Thérèse Le Goué a connu un étonnant destin. Voulant l’aider, Kendall l’a envoyé aux États-Unis, à Greenwich (New York), où elle fut employée par ses parents comme femme de ménage. Elle a ensuite travaillé pour la tante de Kendall à Brooklyn, avant de revenir en Bretagne.
Maud Naour : « C’est une chance incroyable que le territoire de Clohars-Carnoët ait attiré autant d’artistes de talent. Beaucoup de ces peintures me servent de point de départ pour en apprendre davantage sur l’histoire de la commune. A une époque où la photographie est encore peu usitée, les tableaux sont des témoignages sensibles des paysages et de la vie d’autrefois. Ils peuvent fournir des informations précieuses qui, recoupées avec d’autres sources historiques, font avancer nos connaissances. Ce travail de recherche permet une compréhension plus fine et intime de notre territoire. Lorsque l’anonymat des modèles est levé et un pan de leur histoire révélée, c’est magique ! »
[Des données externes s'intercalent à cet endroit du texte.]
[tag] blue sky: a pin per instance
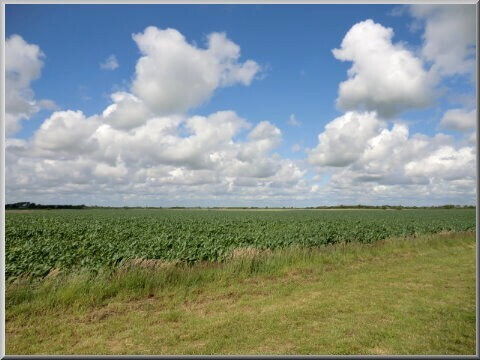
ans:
(292, 45)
Dans le cas de la peinture Saint-Yves, priez pour nous, la correspondance et le journal de l’artiste, soigneusement étudiés par son arrière-petite-fille et conservés aujourd’hui au New-York Historical Society, nous éclairent sur son oeuvre. Les deux modèles travaillaient comme domestique dans une auberge située à proximité de la chapelle de Saint-Maudet, à la Croix de Keranquernat : l’auberge de Victor Louis Destais et son épouse Marie Jacquette, née Houssain. Le couple a ouvert cette auberge au printemps 1887. Ils y vivent avec leurs deux enfants, Victor et Marie.
Kendall arrive chez Destais au Pouldu en septembre 1889. Il écrit y avoir croisé « deux artistes français ». L’un d’entre eux est l’artiste hollandais Meijer de Haan.
L’auberge Destais a été le lieu de villégiature de Paul Gauguin, Paul Sérusier, Charles Filiger et Meijer de Haan durant l’été 1889, avant qu’ils ne choisissent de s’installer chez Marie Henry, à la Buvette de la Plage.
Aujourd’hui, le centre de vacances « Les Grands Sables » du CIE Thales & Adhérents occupe les locaux de l’ancienne auberge Destais.